Callan sorriu. Não o sorriso convencido que sempre estampava seu rosto. Mas um doce, quase que aconchegante. Seu cabelo dourado caía de forma charmosa sobre seus olhos. Ele o assoprou para afastar os fios, sem sucesso. Amita levou a mão delicadamente até seu rosto, e afastou o cabelo com delicadeza. 

— Quando você faz isso, é realmente difícil superar, sabia? – Não era uma repreensão. Sua voz soava fraca, como se doesse respirar perto dela. – Meu coração ainda é seu. 

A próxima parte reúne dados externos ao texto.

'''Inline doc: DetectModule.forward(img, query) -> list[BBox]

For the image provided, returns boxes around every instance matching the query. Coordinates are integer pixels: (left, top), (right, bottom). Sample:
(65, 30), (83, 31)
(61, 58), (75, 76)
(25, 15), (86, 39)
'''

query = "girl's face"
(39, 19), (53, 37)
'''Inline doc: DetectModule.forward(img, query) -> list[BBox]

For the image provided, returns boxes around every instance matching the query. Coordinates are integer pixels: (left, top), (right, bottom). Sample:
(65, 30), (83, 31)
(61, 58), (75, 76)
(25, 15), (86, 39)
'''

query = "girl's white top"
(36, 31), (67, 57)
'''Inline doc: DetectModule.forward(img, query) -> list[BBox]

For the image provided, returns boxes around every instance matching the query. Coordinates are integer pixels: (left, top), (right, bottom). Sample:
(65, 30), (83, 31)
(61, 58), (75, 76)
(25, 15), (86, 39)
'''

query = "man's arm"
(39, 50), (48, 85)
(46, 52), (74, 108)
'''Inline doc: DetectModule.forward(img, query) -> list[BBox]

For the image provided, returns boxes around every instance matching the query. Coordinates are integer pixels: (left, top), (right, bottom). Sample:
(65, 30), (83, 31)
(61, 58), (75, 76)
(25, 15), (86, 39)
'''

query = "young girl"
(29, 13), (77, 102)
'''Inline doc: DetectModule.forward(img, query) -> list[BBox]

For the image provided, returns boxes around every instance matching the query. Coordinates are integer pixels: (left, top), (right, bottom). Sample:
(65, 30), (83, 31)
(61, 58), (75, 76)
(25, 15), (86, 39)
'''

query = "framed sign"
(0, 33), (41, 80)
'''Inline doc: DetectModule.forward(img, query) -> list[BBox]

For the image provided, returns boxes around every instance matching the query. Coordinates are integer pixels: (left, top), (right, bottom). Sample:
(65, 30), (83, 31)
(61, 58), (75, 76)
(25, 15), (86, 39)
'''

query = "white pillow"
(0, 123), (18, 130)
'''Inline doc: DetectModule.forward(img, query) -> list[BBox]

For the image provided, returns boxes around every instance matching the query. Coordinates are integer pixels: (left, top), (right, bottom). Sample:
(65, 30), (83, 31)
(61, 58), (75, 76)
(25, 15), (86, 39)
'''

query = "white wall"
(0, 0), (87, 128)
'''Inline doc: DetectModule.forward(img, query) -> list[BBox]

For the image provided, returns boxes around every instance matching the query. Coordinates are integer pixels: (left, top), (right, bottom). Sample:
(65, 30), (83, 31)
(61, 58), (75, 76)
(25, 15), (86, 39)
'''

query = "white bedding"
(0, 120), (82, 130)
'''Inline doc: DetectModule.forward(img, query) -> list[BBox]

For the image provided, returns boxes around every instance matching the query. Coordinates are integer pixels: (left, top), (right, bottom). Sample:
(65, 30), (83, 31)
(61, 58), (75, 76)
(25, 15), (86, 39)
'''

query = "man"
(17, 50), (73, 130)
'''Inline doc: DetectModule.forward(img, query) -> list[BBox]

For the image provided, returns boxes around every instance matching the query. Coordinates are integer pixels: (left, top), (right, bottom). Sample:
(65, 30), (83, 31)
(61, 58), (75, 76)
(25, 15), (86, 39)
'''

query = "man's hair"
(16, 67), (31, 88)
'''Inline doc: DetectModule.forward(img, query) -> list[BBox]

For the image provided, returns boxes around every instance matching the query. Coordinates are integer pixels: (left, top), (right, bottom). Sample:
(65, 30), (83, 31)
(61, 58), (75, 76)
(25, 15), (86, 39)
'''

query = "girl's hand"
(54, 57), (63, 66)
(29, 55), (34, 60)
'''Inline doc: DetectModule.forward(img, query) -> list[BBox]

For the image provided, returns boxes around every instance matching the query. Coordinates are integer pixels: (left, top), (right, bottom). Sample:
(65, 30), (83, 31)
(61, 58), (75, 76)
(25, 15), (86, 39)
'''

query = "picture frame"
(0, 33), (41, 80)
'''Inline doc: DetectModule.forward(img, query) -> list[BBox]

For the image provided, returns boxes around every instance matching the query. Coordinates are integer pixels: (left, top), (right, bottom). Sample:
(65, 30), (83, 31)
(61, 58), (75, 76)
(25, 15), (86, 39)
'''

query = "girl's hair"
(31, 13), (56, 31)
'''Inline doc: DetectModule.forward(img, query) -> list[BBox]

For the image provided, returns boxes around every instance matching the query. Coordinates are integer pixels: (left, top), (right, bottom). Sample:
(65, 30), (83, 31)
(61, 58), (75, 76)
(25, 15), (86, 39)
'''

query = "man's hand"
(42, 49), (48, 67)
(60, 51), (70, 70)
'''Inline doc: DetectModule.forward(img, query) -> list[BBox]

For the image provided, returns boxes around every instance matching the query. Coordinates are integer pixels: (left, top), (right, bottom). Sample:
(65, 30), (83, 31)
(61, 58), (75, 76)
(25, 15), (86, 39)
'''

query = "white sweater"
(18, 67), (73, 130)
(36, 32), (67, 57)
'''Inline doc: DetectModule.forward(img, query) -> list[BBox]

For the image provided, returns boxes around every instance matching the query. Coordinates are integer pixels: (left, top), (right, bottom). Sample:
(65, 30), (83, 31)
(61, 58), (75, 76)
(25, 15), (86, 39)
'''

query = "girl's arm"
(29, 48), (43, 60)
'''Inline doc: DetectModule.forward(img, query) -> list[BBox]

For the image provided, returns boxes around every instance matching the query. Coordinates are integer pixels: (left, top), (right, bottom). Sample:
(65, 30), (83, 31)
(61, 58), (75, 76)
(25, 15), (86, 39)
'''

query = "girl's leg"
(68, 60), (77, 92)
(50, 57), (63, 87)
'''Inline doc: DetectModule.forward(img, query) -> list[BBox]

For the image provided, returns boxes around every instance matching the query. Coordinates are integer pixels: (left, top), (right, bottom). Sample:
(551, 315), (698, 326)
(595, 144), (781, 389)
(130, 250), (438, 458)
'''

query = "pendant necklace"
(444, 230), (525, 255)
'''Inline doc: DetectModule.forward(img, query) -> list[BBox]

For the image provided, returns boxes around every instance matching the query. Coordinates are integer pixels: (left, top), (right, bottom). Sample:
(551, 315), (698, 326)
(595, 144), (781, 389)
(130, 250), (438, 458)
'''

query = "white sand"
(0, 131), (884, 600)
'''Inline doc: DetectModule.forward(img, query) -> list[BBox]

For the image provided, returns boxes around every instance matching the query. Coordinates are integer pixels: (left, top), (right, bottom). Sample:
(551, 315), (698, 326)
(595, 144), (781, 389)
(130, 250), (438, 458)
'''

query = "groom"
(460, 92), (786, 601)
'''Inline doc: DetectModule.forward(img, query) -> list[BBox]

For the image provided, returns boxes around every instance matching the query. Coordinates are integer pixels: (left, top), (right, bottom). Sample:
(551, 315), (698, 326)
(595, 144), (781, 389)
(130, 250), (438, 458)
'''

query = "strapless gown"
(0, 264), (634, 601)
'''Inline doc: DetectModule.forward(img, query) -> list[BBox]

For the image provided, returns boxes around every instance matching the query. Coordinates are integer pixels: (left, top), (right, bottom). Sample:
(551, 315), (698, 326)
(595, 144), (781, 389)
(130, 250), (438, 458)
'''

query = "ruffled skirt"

— Me desculpe. – Foi tudo que ela conseguiu dizer. 

— Não peça desculpas por algo assim. Quem se iludiu sozinho fui eu. 

Seu tom era bem humorado, mas Amita sabia o quanto destroçou seu coração. Ela havia tentado, afinal, gostar dele. Quando era adolescente e o conheceu, pensou que Callan era o homem mais lindo que já havia pisado no Mundo Acima. E ele ainda era, em sua visão. 

Por meses, tentou sair com ele para encontros depois de seus treinos. Conversavam, riam e se divertiam muito. Ela valorizava a amizade que tinha construído.  Mas era só isso que sentia por ele. Ele era lindo. Um ótimo amigo. E só. Não sentia vontade de o beijar. Não queria viver pra sempre ao seu lado. 

Nem dele, nem de mais ninguém.

E isso a corroía por dentro. Ela queria viver um romance. Ela queria amar e ser amada. Mas não conseguia. Era como se algo a impedisse, mesmo sem saber. Era algum medo? Trauma? Em todas as suas sessões de autoconhecimento e meditação, nunca tinha detectado nada sobre o tema. Chegou num momento, que apenas deixou pra lá. 

Mas sabia que havia causado dor nele. E, por mais que não devesse, se sentia culpada. Mesmo ele reforçando todas as vezes que ela não tinha culpa alguma e que não se mandava no coração.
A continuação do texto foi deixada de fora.